Imagine if we had accurate warning about the risk of bushfires, a week in advance.
A team of Australian researchers are on track to make it happen.
Scientists at Monash University and Australian National University (ANU) have used applied machine learning techniques and satellite imaging to create models to predict the moisture content of vegetation, a major determinant of bushfires.
Their recent results “have been remarkably accurate,” according to Professor Geoff Webb, Research Director at Monash University Data Futures Institute. “I’m quite surprised.”
The project, which uses the Australian Research Data Commons’ (ARDC) Nectar Research Cloud for some of its computational resources, involves predicting the live fuel moisture content (LFMC) of vegetation using satellite images. LFMC is an important factor for modelling fire behaviour and predicting potential fire areas. It also provides valuable information about climate change by improving knowledge about the relationships between climate, plants and wildfires.

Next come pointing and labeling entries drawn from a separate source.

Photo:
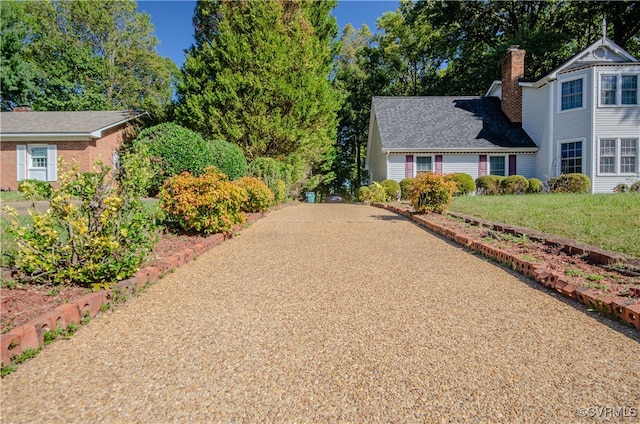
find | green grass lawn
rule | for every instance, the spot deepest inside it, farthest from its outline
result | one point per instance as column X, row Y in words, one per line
column 608, row 221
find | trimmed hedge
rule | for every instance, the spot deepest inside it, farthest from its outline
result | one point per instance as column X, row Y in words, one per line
column 392, row 188
column 570, row 183
column 535, row 186
column 429, row 192
column 465, row 183
column 514, row 184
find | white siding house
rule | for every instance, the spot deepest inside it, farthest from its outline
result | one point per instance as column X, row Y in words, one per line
column 583, row 116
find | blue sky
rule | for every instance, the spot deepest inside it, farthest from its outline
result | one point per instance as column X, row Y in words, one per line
column 172, row 20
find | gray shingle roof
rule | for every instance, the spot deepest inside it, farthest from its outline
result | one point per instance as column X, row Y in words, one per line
column 81, row 123
column 446, row 123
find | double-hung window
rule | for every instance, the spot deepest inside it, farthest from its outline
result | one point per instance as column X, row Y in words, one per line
column 571, row 157
column 497, row 165
column 571, row 94
column 424, row 164
column 608, row 89
column 628, row 155
column 618, row 89
column 629, row 90
column 608, row 155
column 618, row 156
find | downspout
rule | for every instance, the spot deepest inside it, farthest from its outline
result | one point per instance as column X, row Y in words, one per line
column 551, row 145
column 386, row 174
column 594, row 99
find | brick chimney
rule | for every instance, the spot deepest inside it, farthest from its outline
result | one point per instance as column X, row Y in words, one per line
column 512, row 69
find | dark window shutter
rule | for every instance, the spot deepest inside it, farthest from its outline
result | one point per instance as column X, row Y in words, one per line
column 438, row 164
column 512, row 165
column 408, row 166
column 482, row 165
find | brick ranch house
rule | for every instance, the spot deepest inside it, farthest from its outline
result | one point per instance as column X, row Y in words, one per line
column 32, row 142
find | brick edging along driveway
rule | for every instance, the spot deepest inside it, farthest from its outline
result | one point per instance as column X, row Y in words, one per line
column 31, row 334
column 618, row 307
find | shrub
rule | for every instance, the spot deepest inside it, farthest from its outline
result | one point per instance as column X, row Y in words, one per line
column 570, row 183
column 535, row 185
column 102, row 235
column 259, row 197
column 514, row 184
column 403, row 188
column 172, row 150
column 392, row 188
column 363, row 194
column 35, row 189
column 488, row 185
column 621, row 188
column 465, row 183
column 430, row 192
column 229, row 159
column 276, row 175
column 208, row 203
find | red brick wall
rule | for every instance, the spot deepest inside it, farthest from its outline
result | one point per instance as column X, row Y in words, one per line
column 85, row 152
column 512, row 69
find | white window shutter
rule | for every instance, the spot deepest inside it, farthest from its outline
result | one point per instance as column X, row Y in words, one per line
column 52, row 162
column 21, row 160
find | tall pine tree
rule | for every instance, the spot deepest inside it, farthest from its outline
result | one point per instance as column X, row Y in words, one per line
column 258, row 76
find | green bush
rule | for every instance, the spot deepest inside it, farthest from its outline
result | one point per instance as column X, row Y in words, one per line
column 208, row 203
column 35, row 189
column 465, row 183
column 276, row 175
column 363, row 194
column 513, row 184
column 392, row 189
column 488, row 185
column 229, row 159
column 570, row 183
column 430, row 192
column 535, row 186
column 95, row 230
column 259, row 197
column 172, row 150
column 377, row 193
column 403, row 188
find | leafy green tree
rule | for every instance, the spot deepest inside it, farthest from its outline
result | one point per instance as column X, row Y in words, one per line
column 16, row 73
column 258, row 77
column 91, row 55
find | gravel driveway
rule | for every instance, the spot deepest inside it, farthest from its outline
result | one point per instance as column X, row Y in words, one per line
column 335, row 313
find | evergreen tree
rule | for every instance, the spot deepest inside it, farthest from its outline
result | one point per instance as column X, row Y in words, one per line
column 258, row 76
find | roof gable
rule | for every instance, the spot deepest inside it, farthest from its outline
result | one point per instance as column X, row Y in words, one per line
column 446, row 124
column 603, row 51
column 82, row 123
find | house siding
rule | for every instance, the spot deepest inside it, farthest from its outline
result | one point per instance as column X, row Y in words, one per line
column 613, row 122
column 535, row 121
column 85, row 153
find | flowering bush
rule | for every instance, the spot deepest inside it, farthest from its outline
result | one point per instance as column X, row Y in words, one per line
column 259, row 197
column 208, row 203
column 96, row 229
column 429, row 192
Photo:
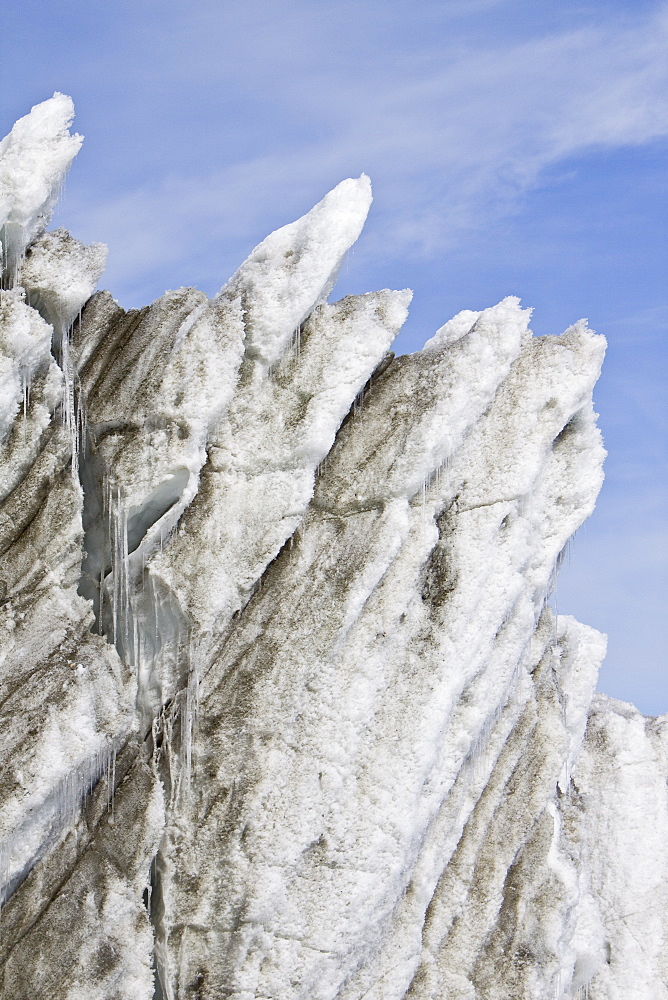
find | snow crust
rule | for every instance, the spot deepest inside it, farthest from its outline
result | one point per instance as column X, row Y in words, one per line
column 284, row 709
column 34, row 159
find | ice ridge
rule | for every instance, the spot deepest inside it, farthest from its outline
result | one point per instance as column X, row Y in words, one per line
column 285, row 711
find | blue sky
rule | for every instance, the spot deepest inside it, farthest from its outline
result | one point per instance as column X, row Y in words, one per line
column 515, row 147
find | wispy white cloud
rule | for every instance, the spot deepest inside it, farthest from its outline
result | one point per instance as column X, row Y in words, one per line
column 452, row 132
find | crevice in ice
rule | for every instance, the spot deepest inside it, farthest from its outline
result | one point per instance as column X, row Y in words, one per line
column 156, row 505
column 155, row 908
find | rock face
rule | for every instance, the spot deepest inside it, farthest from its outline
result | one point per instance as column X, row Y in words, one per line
column 285, row 713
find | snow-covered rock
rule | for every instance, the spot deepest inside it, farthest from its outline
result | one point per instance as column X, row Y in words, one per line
column 285, row 712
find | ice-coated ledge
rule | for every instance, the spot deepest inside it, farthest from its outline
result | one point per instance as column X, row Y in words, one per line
column 284, row 710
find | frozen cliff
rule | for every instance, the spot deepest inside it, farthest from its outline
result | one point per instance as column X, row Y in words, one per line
column 285, row 713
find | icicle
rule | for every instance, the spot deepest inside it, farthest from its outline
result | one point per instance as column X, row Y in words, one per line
column 113, row 781
column 25, row 386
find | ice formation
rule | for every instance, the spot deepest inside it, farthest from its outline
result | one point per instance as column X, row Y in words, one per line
column 285, row 711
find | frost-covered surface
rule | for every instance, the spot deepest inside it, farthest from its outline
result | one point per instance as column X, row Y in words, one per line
column 285, row 713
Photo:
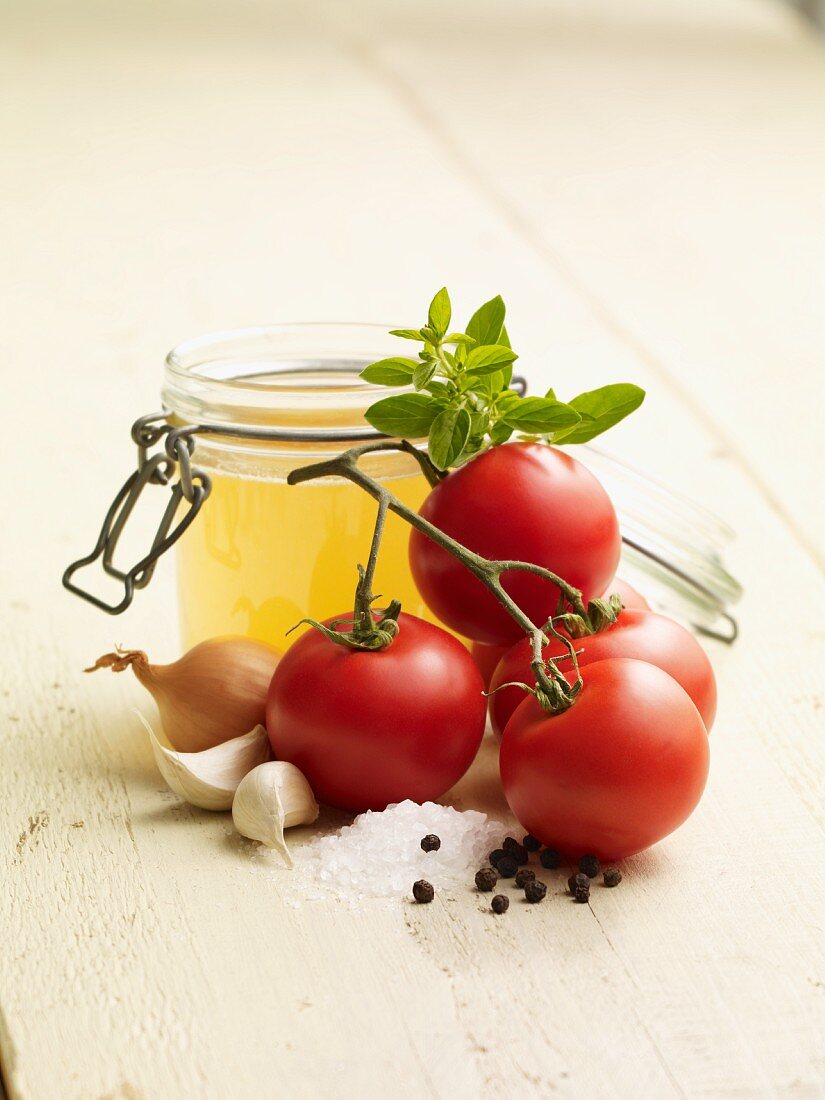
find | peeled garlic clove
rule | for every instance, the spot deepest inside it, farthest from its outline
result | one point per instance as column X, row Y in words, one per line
column 273, row 798
column 209, row 779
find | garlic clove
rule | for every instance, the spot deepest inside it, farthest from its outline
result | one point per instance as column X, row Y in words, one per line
column 209, row 779
column 270, row 799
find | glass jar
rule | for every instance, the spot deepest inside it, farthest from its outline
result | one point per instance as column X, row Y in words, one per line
column 242, row 409
column 264, row 554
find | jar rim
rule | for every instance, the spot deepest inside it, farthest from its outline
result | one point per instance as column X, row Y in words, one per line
column 279, row 375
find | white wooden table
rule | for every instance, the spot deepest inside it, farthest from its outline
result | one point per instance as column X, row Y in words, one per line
column 645, row 185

The latest generation of satellites, which provide more frequent high-resolution Earth imaging than their predecessors, are rapidly increasing the amount of useful data for LFMC monitoring and bushfire prediction. This expanding wealth of information requires enormous computing power, which is where research infrastructures, such as Nectar Resource Cloud, come into play.
The initial phase of the project used MODIS (MODerate resolution Imaging Spectroradiometer) time series data, with a goal of creating a daily LFMC mapping system over the contiguous US.
The team’s model accurately identified the locations of four major southern Californian bushfires in 2017 as high-risk areas, two weeks prior to the fires, due their low LFMC.
The researchers concluded that areas with problematic fuel moisture content could be identified a week before a bushfire, within their targeted areas.
The next step in the project is to focus on forecasting LFMC. The team already has near real-time LFMC products for Europe, which are used to estimate emissions in the European Forest Fires Information System, and an Australian Flammability Monitoring System.
“However, we cannot yet forecast fuel flammability into the future,” said Marta Yebra, Research Fellow, ANU College of Science, “as the field measurements are still a limiting factor for training the machine learning algorithms.”
The hope is that once they have secured adequate funding, the team will be able to update Australian fire risk models in near real time.
The ARDC has just launched an initiative that also focuses on bushfires.
The new Bushfire Data Challenge program, a part of the organisation’s Translational Research Data Challenges initiative, is designed to develop innovative digital infrastructure solutions to current data challenges in bushfire research to help improve Australia’s bushfire resilience, response and recovery.